Sea water, drinking water, human stool and the bellies of sea turtles are just a few of the places we know microplastics can now be found. These minuscule shreds of plastic are the result of larger pieces washing into the sea and being broken down by the forces of the ocean, creating an almost immeasurable mass of microscopic waste that is proving incredibly hard to track.

Last year, scientists at Germany's Alfred Wegener Institute (AWI) published research describing unexpected quantities of microplastics lodged in Arctic sea ice. The findings, based on ice samples retrieved during Arctic expeditions between 2014 and 2015, shed new light on the way microplastics move through the marine environment.

Now the institute's latest research has revealed they can take an aerial route, too. These findings stem from another round of analysis, this time on snow samples collected from remote reaches of the Arctic, along with other locations including the Swiss alps and remote parts of Germany.

The snow taken from the Arctic contained up to 14,400 pieces of microplastic per liter (0.26 gal), while samples collected in rural parts of Bavaria, Germany contained as much as 154,000 pieces. The scientists say the plastic particles originally came from a diverse range of sources including paints, car tires and nitrile rubber often used in gaskets and hoses.

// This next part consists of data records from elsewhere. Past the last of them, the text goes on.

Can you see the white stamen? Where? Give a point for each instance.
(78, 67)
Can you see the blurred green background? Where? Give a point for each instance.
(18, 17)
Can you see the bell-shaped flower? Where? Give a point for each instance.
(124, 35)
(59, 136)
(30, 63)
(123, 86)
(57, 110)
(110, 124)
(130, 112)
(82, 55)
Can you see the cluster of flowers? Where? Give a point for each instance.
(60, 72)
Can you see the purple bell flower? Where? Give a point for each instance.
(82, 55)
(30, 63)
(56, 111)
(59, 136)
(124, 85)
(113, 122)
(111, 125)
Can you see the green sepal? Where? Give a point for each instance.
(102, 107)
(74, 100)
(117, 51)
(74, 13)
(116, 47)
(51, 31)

So how does plastic become one with snow, of all things? The findings tie into research published earlier in the year in Nature Geoscience, in which scientists found that microsplastics fine enough to become airborne had been transported via the atmosphere and blown into pristine, untouched corners of the French Pyrenees mountains. Another exit strategy, it appears, is to be washed out of the atmosphere by precipitation such as snow.

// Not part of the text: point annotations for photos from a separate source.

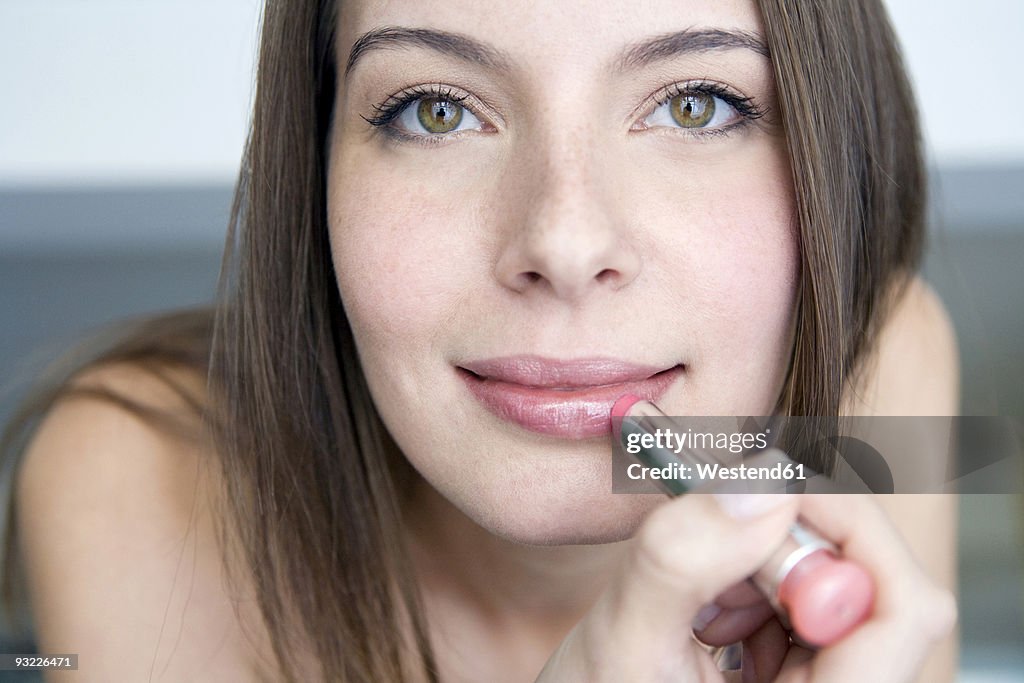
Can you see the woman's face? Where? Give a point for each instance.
(536, 208)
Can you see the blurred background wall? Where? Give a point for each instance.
(122, 125)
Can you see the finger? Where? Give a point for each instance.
(686, 553)
(743, 594)
(731, 626)
(764, 651)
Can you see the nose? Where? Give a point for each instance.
(565, 236)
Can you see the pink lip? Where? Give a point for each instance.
(564, 398)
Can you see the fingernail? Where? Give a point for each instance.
(706, 616)
(742, 506)
(748, 671)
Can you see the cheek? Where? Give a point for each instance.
(398, 262)
(731, 266)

This method of atmospheric travel hasn't been studied in depth, but the revelation that it can transport huge amounts of microplastic sheds new light on what we know about plastic contamination of the environment. For one, the scientists posit that it may be a significant factor in the discovery of microplastics in the Arctic sea ice last year. It also begs the question, if microplastics can be so easily swept up and blown across the Earth, how much might we be breathing in? These are the kinds of questions the scientists will seek to answer with further research.

"To date there are virtually no studies investigating the extent to which human beings are subject to microplastic contamination," says Melanie Bergmann, leader of the research team. "But once we've determined that large quantities of microplastic can also be transported by the air, it naturally raises the question as to whether and how much plastic we're inhaling. Older findings from medical research offer promising points of departure for work in this direction."

The new research was published in the journal Science Advances.